Social anxiety disorder (SAD) can also put you at risk for such problems as addiction to alcohol or other substances, inability to function at work and may render you less likely to respond positively to treatment. It could also increase your risk of suicide.

Social withdrawal is different than social anxiety disorder or depression. A good example of social withdrawal is the person who avoids social interaction because they have a poor self-image or fear they’ll embarrass themselves.

Those who are depressed because of social anxiety don’t think of social interaction as a positive event. They think of going out and being with friends as a negative because of fear of other’s evaluation.

Those who suffer from SAD think they might enjoy social interaction, but also think they don’t know how to socialize with others. Most people won’t seek help for a social anxiety disorder or the depression it causes.
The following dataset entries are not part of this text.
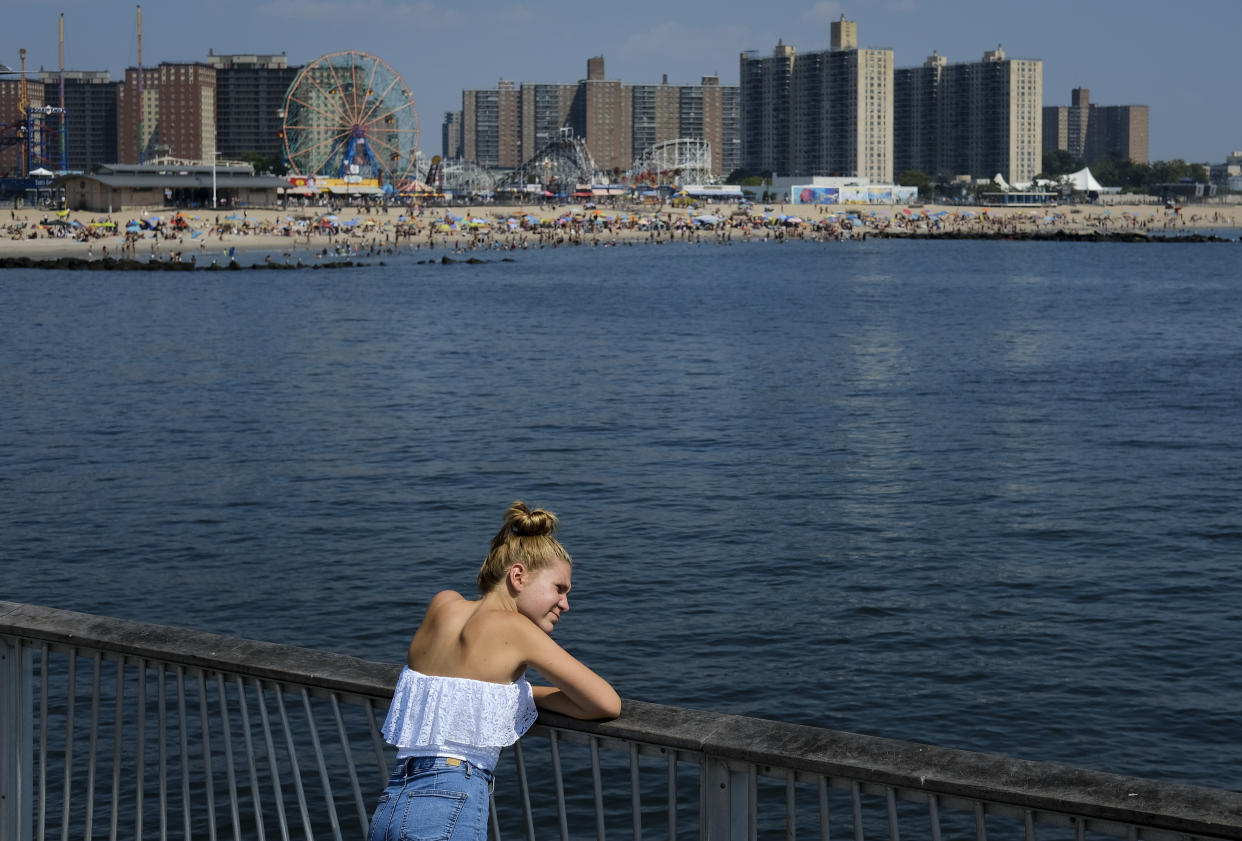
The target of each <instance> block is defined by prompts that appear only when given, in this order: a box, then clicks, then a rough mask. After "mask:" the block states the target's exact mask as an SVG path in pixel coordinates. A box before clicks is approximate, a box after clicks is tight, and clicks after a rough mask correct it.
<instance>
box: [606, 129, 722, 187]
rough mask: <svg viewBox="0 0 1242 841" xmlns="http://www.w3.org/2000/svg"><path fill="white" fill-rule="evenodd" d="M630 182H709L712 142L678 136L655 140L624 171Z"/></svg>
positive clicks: (650, 182) (711, 150) (661, 183)
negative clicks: (656, 143)
mask: <svg viewBox="0 0 1242 841" xmlns="http://www.w3.org/2000/svg"><path fill="white" fill-rule="evenodd" d="M626 176H627V178H628V179H630V183H631V184H651V185H652V186H661V185H667V184H708V183H710V181H712V144H710V143H708V142H707V140H694V139H688V138H678V139H676V140H666V142H664V143H657V144H656V145H653V147H650V148H648V149H646V150H645V152H643V153H642V154H640V155H638V157H637V158H635V160H633V165H632V166H630V170H628V171H627V173H626Z"/></svg>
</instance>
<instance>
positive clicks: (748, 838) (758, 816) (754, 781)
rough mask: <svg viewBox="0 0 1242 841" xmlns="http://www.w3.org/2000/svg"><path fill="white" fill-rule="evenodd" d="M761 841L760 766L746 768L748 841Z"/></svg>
mask: <svg viewBox="0 0 1242 841" xmlns="http://www.w3.org/2000/svg"><path fill="white" fill-rule="evenodd" d="M758 840H759V765H754V764H751V765H748V766H746V841H758Z"/></svg>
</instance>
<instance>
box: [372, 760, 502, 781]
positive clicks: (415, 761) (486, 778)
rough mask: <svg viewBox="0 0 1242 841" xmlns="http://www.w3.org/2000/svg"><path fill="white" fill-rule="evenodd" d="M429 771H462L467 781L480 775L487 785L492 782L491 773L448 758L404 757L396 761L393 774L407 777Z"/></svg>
mask: <svg viewBox="0 0 1242 841" xmlns="http://www.w3.org/2000/svg"><path fill="white" fill-rule="evenodd" d="M431 770H445V771H463V773H465V774H466V778H467V779H469V778H471V776H473V775H474V774H482V775H483V779H486V780H487V781H488V783H491V781H492V776H493V774H492V771H489V770H487V769H486V768H479V766H478V765H476V764H474V763H472V761H469V760H466V759H453V758H450V757H406V758H405V759H400V760H397V764H396V768H395V769H394V773H395V774H404V775H406V776H409V775H410V774H416V773H419V771H431Z"/></svg>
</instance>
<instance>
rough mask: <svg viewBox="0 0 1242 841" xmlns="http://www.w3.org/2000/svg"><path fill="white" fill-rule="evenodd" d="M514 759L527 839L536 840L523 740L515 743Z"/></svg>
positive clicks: (534, 823)
mask: <svg viewBox="0 0 1242 841" xmlns="http://www.w3.org/2000/svg"><path fill="white" fill-rule="evenodd" d="M513 761H514V764H515V765H517V768H518V793H519V794H518V796H519V798H520V799H522V819H523V821H525V825H527V841H535V817H534V814H533V812H532V811H530V781H529V780H528V779H527V758H525V754H523V752H522V742H514V743H513Z"/></svg>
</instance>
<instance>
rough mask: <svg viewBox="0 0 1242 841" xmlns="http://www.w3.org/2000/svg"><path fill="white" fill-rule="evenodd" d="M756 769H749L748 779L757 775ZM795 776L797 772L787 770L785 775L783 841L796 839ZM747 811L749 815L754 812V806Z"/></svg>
mask: <svg viewBox="0 0 1242 841" xmlns="http://www.w3.org/2000/svg"><path fill="white" fill-rule="evenodd" d="M756 771H758V769H754V768H753V769H751V771H750V779H755V778H756V776H758V773H756ZM795 776H797V774H795V773H794V771H789V773H787V775H786V776H785V841H796V839H797V791H796V790H795V788H794V786H795V780H794V778H795ZM756 799H758V798H756ZM749 811H750V814H751V815H754V814H755V810H754V807H750V809H749ZM751 837H753V836H751Z"/></svg>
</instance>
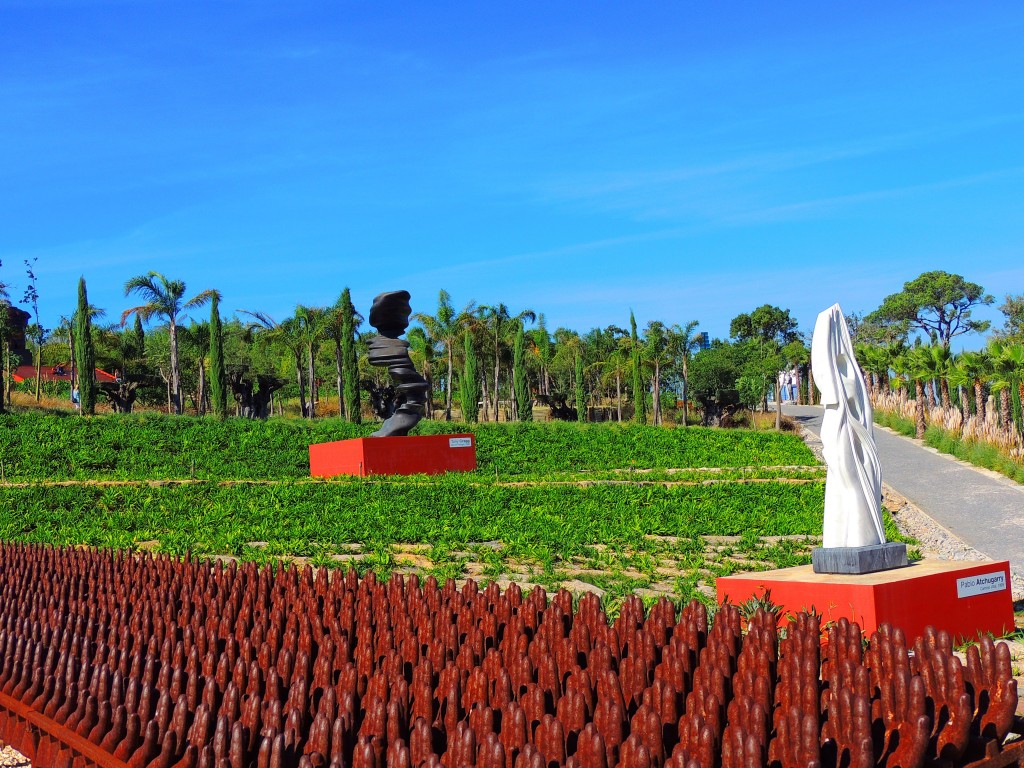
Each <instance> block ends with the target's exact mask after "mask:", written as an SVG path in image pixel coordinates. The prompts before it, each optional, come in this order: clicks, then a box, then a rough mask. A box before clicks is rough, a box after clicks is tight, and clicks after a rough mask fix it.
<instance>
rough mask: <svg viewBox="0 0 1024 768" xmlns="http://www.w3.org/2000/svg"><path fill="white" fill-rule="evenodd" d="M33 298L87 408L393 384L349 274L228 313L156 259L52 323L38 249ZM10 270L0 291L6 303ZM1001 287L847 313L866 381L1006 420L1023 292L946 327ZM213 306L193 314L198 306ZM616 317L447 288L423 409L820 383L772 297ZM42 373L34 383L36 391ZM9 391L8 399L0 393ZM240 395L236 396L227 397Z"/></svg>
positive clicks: (637, 402)
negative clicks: (40, 310)
mask: <svg viewBox="0 0 1024 768" xmlns="http://www.w3.org/2000/svg"><path fill="white" fill-rule="evenodd" d="M26 267H27V272H28V276H29V282H28V286H29V289H28V290H27V291H26V295H25V297H24V298H23V303H24V304H25V305H26V306H29V307H30V308H32V309H33V310H34V314H33V316H34V318H35V321H36V322H35V323H33V324H31V325H30V326H29V328H28V333H27V336H28V341H29V344H30V348H31V351H32V354H33V361H34V364H35V366H36V370H37V371H38V370H39V368H40V366H41V365H43V364H44V362H45V364H46V365H52V364H54V362H68V364H69V365H70V368H71V369H72V370H73V371H79V370H81V371H90V370H92V369H93V367H96V368H100V369H102V370H105V371H114V372H115V373H116V374H117V376H116V380H115V381H113V382H99V383H97V382H95V381H93V379H92V377H89V376H83V377H78V379H77V380H78V390H79V392H78V398H79V400H80V406H81V409H82V412H83V413H85V414H90V413H94V411H95V403H96V399H97V397H100V398H105V399H106V400H108V401H109V402H110V406H111V408H112V409H113V410H114V411H117V412H127V411H131V410H132V408H133V406H134V403H135V402H137V401H140V402H143V403H145V404H146V406H151V407H161V408H165V409H166V410H167V411H168V412H169V413H175V414H181V413H185V412H190V413H196V414H199V415H205V414H214V415H217V416H219V417H221V418H223V417H226V416H227V415H229V414H231V413H237V414H238V415H240V416H244V417H250V418H266V417H267V416H269V415H270V414H271V413H279V414H280V413H283V412H284V403H285V402H296V401H297V403H298V413H299V414H300V415H301V416H302V417H304V418H317V417H319V416H323V415H325V414H330V415H337V416H340V417H341V418H343V419H345V420H348V421H352V422H358V421H360V420H361V418H364V416H368V415H370V414H371V413H372V408H371V404H372V403H373V402H377V401H379V400H380V399H381V398H386V397H388V396H393V392H392V393H389V392H388V386H389V382H388V381H387V375H386V372H384V371H383V370H381V369H379V368H375V367H373V366H370V365H369V362H368V359H367V345H368V343H369V340H370V338H372V335H373V330H372V329H368V328H365V318H364V317H362V315H361V314H359V312H357V311H356V309H355V307H354V306H353V305H352V301H351V295H350V292H349V290H348V289H347V288H346V289H345V290H343V291H342V292H341V294H340V295H339V297H338V299H337V301H336V302H335V303H334V304H332V305H330V306H309V305H303V304H299V305H297V306H296V307H295V311H294V313H293V314H292V315H291V316H288V317H284V318H282V319H280V321H279V319H275V318H274V317H271V316H270V315H268V314H267V313H265V312H262V311H260V310H257V309H240V310H237V311H236V313H234V314H233V316H231V317H229V318H223V317H221V314H220V308H219V302H220V298H221V296H220V294H219V293H218V292H217V291H216V290H213V289H205V290H201V291H199V292H196V293H189V292H188V291H187V290H186V286H185V285H184V283H182V282H181V281H177V280H172V279H169V278H166V276H165V275H163V274H160V273H158V272H153V271H151V272H147V273H145V274H140V275H136V276H133V278H130V279H129V280H128V281H126V283H125V285H124V293H125V296H126V298H135V299H137V300H138V302H139V303H137V304H136V305H135V306H131V307H129V308H128V309H125V310H124V311H123V312H122V313H121V314H120V316H119V318H118V319H117V321H115V322H113V323H104V322H103V319H104V317H105V315H104V313H103V312H102V310H99V309H97V308H95V307H92V306H91V305H90V304H89V303H88V298H87V294H86V285H85V281H84V280H82V281H81V282H80V286H79V301H78V306H77V307H76V308H75V309H74V310H73V311H71V312H69V313H68V314H67V315H65V316H62V317H61V322H60V324H59V325H58V327H57V328H56V329H53V330H52V331H48V330H46V329H42V328H41V327H39V323H38V317H39V312H38V301H39V294H38V290H37V289H36V285H37V281H36V279H35V274H34V272H33V270H32V264H31V263H30V262H26ZM7 288H8V286H6V285H4V284H3V283H0V303H3V304H5V305H6V306H7V307H8V308H9V307H10V306H11V304H12V302H11V300H10V297H9V296H8V293H7ZM993 301H994V299H993V298H992V297H991V296H989V295H987V294H985V292H984V291H983V289H982V288H981V287H980V286H978V285H976V284H973V283H970V282H968V281H966V280H965V279H964V278H962V276H961V275H955V274H949V273H947V272H942V271H931V272H925V273H923V274H922V275H921V276H919V278H918V279H915V280H913V281H910V282H908V283H906V284H905V285H904V287H903V290H902V291H900V292H897V293H894V294H892V295H891V296H889V297H887V298H886V299H885V300H884V301H883V303H882V305H881V306H880V307H879V308H878V309H877V310H874V311H873V312H870V313H868V314H865V315H851V316H850V317H849V318H848V321H849V325H850V328H851V330H852V333H853V335H854V340H855V343H856V349H857V354H858V359H859V360H860V362H861V366H862V368H863V370H864V372H865V375H866V376H867V377H868V378H869V382H870V386H871V388H872V391H874V392H876V393H878V394H879V395H880V396H881V393H882V392H883V391H888V392H897V393H898V392H902V393H903V394H904V395H905V396H906V397H907V398H908V399H910V400H912V401H914V403H915V404H920V407H921V408H922V409H924V408H925V406H926V403H930V404H931V406H933V407H934V406H942V407H946V408H956V409H959V410H962V411H963V413H964V415H965V418H967V417H969V416H973V415H976V414H981V415H982V418H984V413H985V409H986V408H987V407H986V397H987V395H988V394H989V393H990V392H991V393H995V394H996V395H997V397H998V410H999V414H998V420H999V422H1000V424H1001V425H1007V426H1008V428H1009V425H1011V424H1013V423H1015V419H1016V424H1017V427H1018V430H1019V428H1020V418H1019V415H1020V399H1021V394H1022V393H1024V392H1022V391H1021V389H1022V384H1021V381H1022V375H1021V371H1022V366H1024V362H1022V360H1024V352H1022V351H1021V343H1022V342H1024V296H1007V299H1006V303H1005V304H1004V305H1002V306H1001V307H1000V309H1001V310H1002V312H1004V315H1005V317H1006V323H1005V326H1004V327H1002V328H1001V329H998V330H997V331H996V332H995V333H994V334H993V335H992V337H991V339H990V341H989V345H988V347H987V348H986V349H984V350H982V351H978V352H964V353H961V354H954V353H953V352H951V350H950V343H951V341H952V340H953V339H954V338H956V337H957V336H961V335H963V334H968V333H984V332H986V331H988V330H989V328H988V324H987V323H984V322H979V321H977V319H975V318H973V317H972V309H974V308H975V307H977V306H980V305H985V304H991V303H993ZM206 307H209V315H208V317H207V316H201V317H199V318H197V317H195V316H193V315H194V313H196V312H198V311H199V310H204V312H205V311H206ZM628 319H629V323H628V328H626V327H622V326H617V325H609V326H606V327H603V328H593V329H591V330H590V331H587V332H584V333H581V332H578V331H573V330H571V329H567V328H556V329H554V330H553V331H552V330H551V329H549V328H548V326H547V323H546V318H545V316H544V314H543V313H539V312H537V311H536V310H535V309H531V308H522V309H518V310H516V309H513V308H510V307H509V306H507V305H506V304H504V303H494V304H482V303H477V302H475V301H473V302H469V303H467V304H466V305H464V306H462V307H456V306H455V305H453V303H452V297H451V296H450V295H449V294H447V293H446V292H445V291H440V292H439V294H438V296H437V302H436V306H435V308H434V310H433V311H432V312H431V311H421V312H417V313H416V314H414V315H413V322H414V325H413V327H412V328H411V329H410V330H409V333H408V335H407V338H408V341H409V343H410V345H411V356H412V357H413V360H414V362H415V364H416V366H417V368H418V369H419V370H420V372H421V373H422V374H423V376H424V378H426V380H427V381H428V383H429V385H430V392H431V408H430V409H429V411H430V413H428V414H427V416H428V417H429V418H437V419H444V420H452V419H455V418H460V419H462V420H465V421H470V422H472V421H498V420H506V421H513V420H520V421H528V420H530V419H531V418H532V413H534V407H535V404H544V406H547V407H548V408H549V409H550V413H551V414H552V415H553V416H555V417H556V418H564V419H575V420H581V421H588V420H612V421H627V420H632V421H636V422H639V423H651V424H654V425H660V424H666V423H669V422H675V423H679V424H686V423H687V421H688V420H690V419H692V418H693V417H694V416H695V414H694V413H693V412H692V411H691V406H692V404H695V406H697V407H698V409H699V413H700V416H701V418H702V420H703V422H705V423H709V424H716V423H720V422H721V420H722V419H723V418H727V417H734V416H735V415H736V413H737V412H739V411H741V410H743V409H751V410H753V409H756V408H758V407H759V406H760V407H761V408H762V409H765V408H766V407H767V403H768V398H769V396H775V397H776V398H778V396H779V392H778V387H777V386H776V385H775V382H776V381H777V375H778V372H779V371H782V370H785V369H796V370H797V371H798V372H799V374H800V380H801V391H800V399H801V401H803V402H812V401H813V400H814V397H815V390H814V386H813V372H812V371H811V370H810V366H809V362H810V349H809V343H810V339H809V338H808V336H807V335H806V334H802V333H801V332H800V331H799V330H798V327H799V324H798V322H797V319H796V318H795V317H793V316H792V314H791V312H790V310H788V309H783V308H780V307H777V306H774V305H771V304H764V305H762V306H760V307H757V308H755V309H753V310H752V311H750V312H743V313H740V314H738V315H736V316H735V317H734V318H733V319H732V322H731V323H730V328H729V338H728V339H715V340H713V341H712V340H708V339H707V336H706V335H702V334H699V333H698V331H697V329H698V323H697V322H696V321H690V322H686V323H682V324H670V323H667V322H664V321H650V322H649V323H647V324H646V326H644V327H642V328H641V327H639V326H638V324H637V322H636V318H635V316H634V315H633V313H632V312H631V313H630V316H629V318H628ZM11 335H12V329H11V324H10V322H9V313H8V312H4V311H0V342H2V343H3V344H4V349H5V350H6V353H5V355H4V356H5V360H4V362H5V371H6V372H7V375H5V376H4V386H3V387H0V397H3V395H4V394H7V395H8V397H7V400H8V401H9V387H10V377H9V372H10V370H11V355H10V353H9V347H10V340H11ZM40 378H41V377H39V376H37V377H36V380H35V381H34V382H33V384H32V386H33V387H34V390H35V396H36V399H37V400H38V399H40V396H41V394H40ZM2 402H3V400H2V399H0V408H2ZM232 406H233V407H232Z"/></svg>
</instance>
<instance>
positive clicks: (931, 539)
mask: <svg viewBox="0 0 1024 768" xmlns="http://www.w3.org/2000/svg"><path fill="white" fill-rule="evenodd" d="M800 434H801V437H803V439H804V442H806V443H807V446H808V447H809V449H810V450H811V452H812V453H813V454H814V455H815V456H816V457H818V459H820V460H821V462H822V463H823V462H824V457H823V456H822V454H821V438H820V437H818V435H817V434H815V433H814V432H812V431H811V430H809V429H808V428H807V427H803V426H802V427H801V428H800ZM882 490H883V498H884V506H885V507H886V508H887V509H888V510H889V511H890V514H891V515H892V517H893V521H894V522H895V523H896V527H897V528H899V530H900V532H901V534H903V535H904V536H909V537H913V538H914V539H916V540H918V541H919V542H921V551H922V554H923V555H925V556H931V557H937V558H939V559H940V560H989V559H991V558H990V557H989V556H988V555H986V554H984V553H982V552H979V551H978V550H976V549H975V548H974V547H971V546H970V545H968V544H967V543H966V542H965V541H964V540H963V539H961V538H959V537H957V536H956V535H955V534H953V532H952V531H951V530H949V529H948V528H947V527H945V526H944V525H941V524H940V523H938V522H936V521H935V520H934V519H933V518H931V517H930V516H929V515H928V514H927V513H926V512H924V511H923V510H922V509H921V508H920V507H918V506H916V505H914V504H913V503H911V502H909V501H908V500H907V499H906V497H904V496H903V495H902V494H900V493H899V492H897V490H896V489H895V488H893V487H892V486H890V485H888V484H887V483H882ZM1010 588H1011V592H1012V594H1013V598H1014V600H1015V601H1021V600H1024V579H1022V578H1021V577H1020V575H1018V574H1017V573H1015V572H1014V571H1013V570H1011V572H1010Z"/></svg>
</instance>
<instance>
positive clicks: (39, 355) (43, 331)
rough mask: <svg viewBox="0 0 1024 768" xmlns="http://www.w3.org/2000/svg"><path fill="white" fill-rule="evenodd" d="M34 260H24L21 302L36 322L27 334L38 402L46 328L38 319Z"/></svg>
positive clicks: (37, 302)
mask: <svg viewBox="0 0 1024 768" xmlns="http://www.w3.org/2000/svg"><path fill="white" fill-rule="evenodd" d="M36 261H38V258H34V259H32V260H31V261H30V260H29V259H26V260H25V273H26V274H27V275H28V278H29V284H28V285H27V286H26V288H25V297H24V298H23V299H22V303H23V304H28V305H29V306H31V307H32V314H33V316H34V317H35V318H36V322H35V323H33V324H32V325H31V326H29V329H28V332H27V334H28V336H29V338H31V339H32V340H33V342H34V347H35V348H34V350H33V351H34V352H35V357H36V402H39V401H40V399H42V388H41V385H42V379H43V377H42V367H43V342H44V341H46V329H45V328H43V324H42V322H41V321H40V319H39V288H38V286H37V284H38V283H39V279H38V278H37V276H36V269H35V263H36Z"/></svg>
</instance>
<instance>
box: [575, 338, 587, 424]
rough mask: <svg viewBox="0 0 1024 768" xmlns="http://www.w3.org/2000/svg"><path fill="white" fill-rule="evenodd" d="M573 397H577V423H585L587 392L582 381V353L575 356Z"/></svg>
mask: <svg viewBox="0 0 1024 768" xmlns="http://www.w3.org/2000/svg"><path fill="white" fill-rule="evenodd" d="M574 374H575V375H574V377H573V378H574V379H575V395H577V421H581V422H585V421H587V390H586V388H585V387H584V380H583V353H582V352H577V356H575V371H574Z"/></svg>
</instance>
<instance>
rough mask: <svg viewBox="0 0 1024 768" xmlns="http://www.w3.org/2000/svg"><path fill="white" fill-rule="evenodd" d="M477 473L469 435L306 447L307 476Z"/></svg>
mask: <svg viewBox="0 0 1024 768" xmlns="http://www.w3.org/2000/svg"><path fill="white" fill-rule="evenodd" d="M474 469H476V441H475V439H474V437H473V435H471V434H431V435H415V436H408V435H407V436H403V437H357V438H355V439H352V440H337V441H335V442H318V443H313V444H312V445H310V446H309V474H310V475H311V476H313V477H335V476H336V475H355V476H356V477H366V476H368V475H417V474H424V475H437V474H441V473H443V472H472V471H473V470H474Z"/></svg>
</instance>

It doesn’t help in the long run to be treated for social anxiety caused by stress. The underlying issues must be addressed for the treatment to be effective. Stress relief for social issues may be as easy as learning some relaxation techniques that you can put into practice before social interaction.

Or, you may need to think deeper and more analytic to get to the root causes of the social stress you’re experiencing. If you find yourself going into hiding or making excuses for not being socially active, you may want to speak with your health care provider.

You might also want to try some simple stress relievers such as deep breathing, Yoga, tai chi and meditation before social events to relax your mind and body.